2). Terkadang ada sunah yang tidak tersebar di kalangan mereka sehingga membuat mereka berbeda.

3). Perbedaan faktor lingkungan diantara para mujtahid, misalnya:
Perbedaan mereka dalam memaknai makna القرء (al-Qur-u), 'Umar dan Ibnu Mas'ud berpendapat bahwa ia adalah haid, sedang Za'id bin Tsabit berpendapat bahwa ia adalah suci.

Demikianlah dari kami pembahasan seputar ijtihad, semoga jelas dan bisa merenungi bahwasanya berijtihad itu tidaklah gampang, harus orang-orang yang memiliki spesifikasi khusus yang hanya mampu berijtihad.

والله أعلم

Adakah di sini menyebutkan ahli tsughur sebagai sumber hukum? Adapun ucapan Sufyan bin 'Uyainah yang mentazkiyah/merekomendasi ahli tsughur itu tidaklah mutlak, ada batasan-batasannya juga. Yang dimaksud ahli tshughur yang bisa diikuti pendapatnya adalah ahli tsughur yang punya ilmu dan punya kemampuan ijtihad, bukan orang-orang yang ga punya basic ilmu meski ia berjihad.

Ahli tsughur itu bukanlah sumber hukum, hanya saja ulama-ulama yang berada di tsughur itu lebih utama dari ulama yang duduk karena ulama yang berjihad itu aman dari fitnah dunia, beda dengan ulama-ulama yang duduk. Bukan berarti ahli tsughur itu sumber hukum. Ga ada 1 pun ahli usul fikih yang menyatakan demikian.

الله أعلم

Allah Ta'ala berfirman,
والذين جاهدوا فينا لنهدينهم سبلنا
"Orang-orang yang berjihad itu niscaya benar-benar akan kami tunjukkan kepada mereka jalan-jalan kami."

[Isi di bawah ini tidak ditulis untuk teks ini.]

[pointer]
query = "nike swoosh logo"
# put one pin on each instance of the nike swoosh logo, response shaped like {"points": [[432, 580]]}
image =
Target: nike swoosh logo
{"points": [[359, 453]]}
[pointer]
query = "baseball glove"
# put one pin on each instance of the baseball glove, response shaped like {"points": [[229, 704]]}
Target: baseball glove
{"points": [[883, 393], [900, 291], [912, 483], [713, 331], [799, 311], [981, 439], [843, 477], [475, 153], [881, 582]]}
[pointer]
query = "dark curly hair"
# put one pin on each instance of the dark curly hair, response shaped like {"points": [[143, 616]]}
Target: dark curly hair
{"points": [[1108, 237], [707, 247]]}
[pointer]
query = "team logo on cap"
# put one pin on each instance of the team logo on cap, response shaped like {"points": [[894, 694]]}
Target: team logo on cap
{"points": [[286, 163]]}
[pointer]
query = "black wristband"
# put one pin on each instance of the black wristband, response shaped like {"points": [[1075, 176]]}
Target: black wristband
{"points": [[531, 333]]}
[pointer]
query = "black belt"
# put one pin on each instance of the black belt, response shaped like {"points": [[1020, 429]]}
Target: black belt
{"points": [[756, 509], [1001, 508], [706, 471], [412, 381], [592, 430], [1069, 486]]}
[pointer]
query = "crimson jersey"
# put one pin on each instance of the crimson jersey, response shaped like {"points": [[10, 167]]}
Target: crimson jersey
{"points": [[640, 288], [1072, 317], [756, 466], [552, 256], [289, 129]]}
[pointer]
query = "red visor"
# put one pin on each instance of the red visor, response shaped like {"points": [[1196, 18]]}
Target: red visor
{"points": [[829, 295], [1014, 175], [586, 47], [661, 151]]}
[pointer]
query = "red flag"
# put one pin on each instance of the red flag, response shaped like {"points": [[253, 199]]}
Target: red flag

Dan dalam hal ini Ibnul Qayyim berkata,
ولأهل الجهاد في هذا من الهداية والكشف ما ليس لأهل المجاهدة ولهذا قال الأوزاعي وابن المبارك: إذا اختلف الناس في شيء فانظروا ما عليه أهل الثغور فإن الله يقول: والذين جاهدوا فينا لنهدينهم سبلنا.
"Pada ahli jihad itu terdapat petunjuk dan inovasi yang tidak dimiliki oleh ahli mujahadah, karena itulah Al Auza'i & Ibnul Mubarak berkata: Apabila manusia berselisih dalam suatu hal, maka perhatikanlah pendapat ahli tsughur (orang-orang yang berada di medan jihad dan ribath) karena Allah berfirman, "Orang-orang yang berjihad itu niscaya benar-benar akan kami tunjukkan kepada mereka jalan-jalan kami.""
(Madarijus Salikin, Juz 1 hal. 506)

Di sini tidak disebutkan ahli tsughur itu sumber hukum. Yang ada adalah bahwa di ahli tsughur itu terdapat keistimewaan yang tidak didapat oleh selainnya berupa petunjuk dan inovasi-inovasi. Nah, kalau ini kita sepakat. Jadi sekali lagi ana jelaskan bahwasanya tazkiyah ulama ke ahli tsughur itu bukan sebagai sumber hukum, tapi hanya penyebutan keutamaan saja.